High CPU on 2 nodes since sunday 14/04 17h???

winproof · Apr 17, 2024

hello all

i'm facing a very strange problem, and cannot find the cause.

on 01/04 , i've migrate my old cluster (proxmox 7) to new hardware (two DELL R250, one T430, all with 32Go ram) with proxmox 8, all fine, all my vm run smoothly.
the two R250 have OS on a ssd, and use ZFS for storage, one node with two ssd in RAID O, the other with two HDD in RAID 0, with some's vm replicated (no HA) beetween theses nodes.
the T430 have OS on a ssd and storage on a harware raid5.

sunday 14/04, I started having problems with one vm (zimbra) on a R250, suddenly it started using 200% of the guest cpu (java process eat all cpu) and became extremely slow.
i suspect a zimbra bug, but after a long time to search for something wrong, nothing.
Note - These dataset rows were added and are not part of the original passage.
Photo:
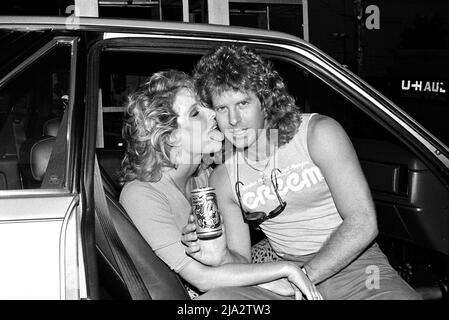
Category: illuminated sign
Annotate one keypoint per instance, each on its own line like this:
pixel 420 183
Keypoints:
pixel 423 86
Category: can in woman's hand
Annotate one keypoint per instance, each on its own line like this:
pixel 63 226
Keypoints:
pixel 205 210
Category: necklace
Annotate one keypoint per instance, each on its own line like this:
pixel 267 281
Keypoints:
pixel 262 172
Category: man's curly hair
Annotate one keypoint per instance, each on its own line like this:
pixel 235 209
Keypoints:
pixel 149 122
pixel 241 69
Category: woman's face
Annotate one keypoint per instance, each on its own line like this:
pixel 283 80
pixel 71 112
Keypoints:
pixel 197 128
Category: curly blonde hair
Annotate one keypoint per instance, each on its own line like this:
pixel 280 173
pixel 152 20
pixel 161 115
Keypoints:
pixel 149 122
pixel 241 69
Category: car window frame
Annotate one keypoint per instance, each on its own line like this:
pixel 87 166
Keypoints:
pixel 433 152
pixel 68 182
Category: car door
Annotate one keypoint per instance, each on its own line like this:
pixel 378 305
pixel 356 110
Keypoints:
pixel 40 208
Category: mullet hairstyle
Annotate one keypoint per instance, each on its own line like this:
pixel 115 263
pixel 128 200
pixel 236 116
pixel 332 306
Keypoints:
pixel 241 69
pixel 149 122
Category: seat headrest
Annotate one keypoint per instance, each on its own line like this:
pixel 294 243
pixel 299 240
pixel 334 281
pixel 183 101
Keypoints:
pixel 51 127
pixel 34 156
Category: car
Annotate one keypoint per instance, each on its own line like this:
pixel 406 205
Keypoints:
pixel 63 86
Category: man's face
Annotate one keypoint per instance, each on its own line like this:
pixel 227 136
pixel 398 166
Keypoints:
pixel 239 116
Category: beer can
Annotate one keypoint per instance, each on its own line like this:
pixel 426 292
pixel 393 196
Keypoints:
pixel 205 210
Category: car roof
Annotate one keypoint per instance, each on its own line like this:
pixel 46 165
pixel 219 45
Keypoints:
pixel 140 26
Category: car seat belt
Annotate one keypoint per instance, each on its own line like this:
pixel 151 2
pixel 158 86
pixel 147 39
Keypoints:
pixel 131 276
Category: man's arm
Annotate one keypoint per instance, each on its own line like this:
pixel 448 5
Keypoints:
pixel 330 148
pixel 206 278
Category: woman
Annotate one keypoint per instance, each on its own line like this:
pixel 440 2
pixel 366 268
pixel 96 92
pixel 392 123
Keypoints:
pixel 296 176
pixel 167 132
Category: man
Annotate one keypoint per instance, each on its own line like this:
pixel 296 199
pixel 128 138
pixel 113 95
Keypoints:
pixel 295 175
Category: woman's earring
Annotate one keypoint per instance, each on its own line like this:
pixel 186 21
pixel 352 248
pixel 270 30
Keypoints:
pixel 175 156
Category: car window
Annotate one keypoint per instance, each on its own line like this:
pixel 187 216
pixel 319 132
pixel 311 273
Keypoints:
pixel 407 195
pixel 33 97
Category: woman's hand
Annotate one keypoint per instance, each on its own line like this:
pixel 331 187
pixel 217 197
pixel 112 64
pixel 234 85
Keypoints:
pixel 302 283
pixel 210 252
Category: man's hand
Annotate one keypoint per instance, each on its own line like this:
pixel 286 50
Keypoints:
pixel 211 252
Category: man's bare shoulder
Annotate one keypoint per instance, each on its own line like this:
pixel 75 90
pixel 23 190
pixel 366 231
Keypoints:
pixel 219 175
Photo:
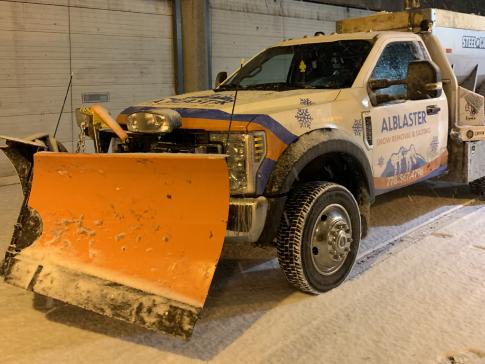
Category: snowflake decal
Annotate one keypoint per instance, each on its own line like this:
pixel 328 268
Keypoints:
pixel 434 145
pixel 381 162
pixel 304 117
pixel 357 127
pixel 306 102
to make a test suggested on zimbra forum regarding zfs, i've finally make a backup of this vm for transfering it on another node without zfs.
first strange things, backup extremely slow, take 3 hours for finish, previous backup (one day before) take only less than 15 minutes.
after restore on the T430, all zimbra problem disapear!

so, i've check my nodes, and i've discover than since two days (sunday 17h), all vm on the two nodes with zfs have cpu use growing! (but not enough to generate a problem, unlik with the zimbra server), see attached screens.

for example, a vm that previously used 5% cpu now uses 15%.

Code:

root@pve1-r250:~# zpool status
  pool: zfs
 state: ONLINE
  scan: scrub repaired 0B in 00:47:10 with 0 errors on Sun Apr 14 01:11:11 2024
config:

        NAME        STATE     READ WRITE CKSUM
        zfs         ONLINE       0     0     0
          sdb       ONLINE       0     0     0
          sdc       ONLINE       0     0     0

errors: No known data errors

same on the second node.
and no replication job error

bur it's the first time i use zfs, so i'm outside of my comfort zone

help?

Code:

root@pve2-r250:~# pveversion
pve-manager/8.1.4/ec5affc9e41f1d79 (running kernel: 6.5.13-1-pve)

gfngfn256 · Apr 17, 2024

ZFS can impact heavily on CPU usage. There maybe ZFS scrubs/backups/replications going on, which will further impact the CPU usage.

winproof · Apr 17, 2024

hum i can understand that zfs impact cpu use on the host, but why on the guest?

gfngfn256 · Apr 17, 2024

winproof said:
hum i can understand that zfs impact cpu use on the host, but why on the guest?

Firstly, even on a Hypervisor - Always remember It's all the same CPU.

Secondly I don't know anything about your Zimbra VM setup/config except that its also running on ZFS. So impact is inevitable. Its even possible - you have major write amplification with one FS in another one. What is the general write activity of the VM? I believe it uses DBs for a mailbox structure. Probably a high write activity + logging.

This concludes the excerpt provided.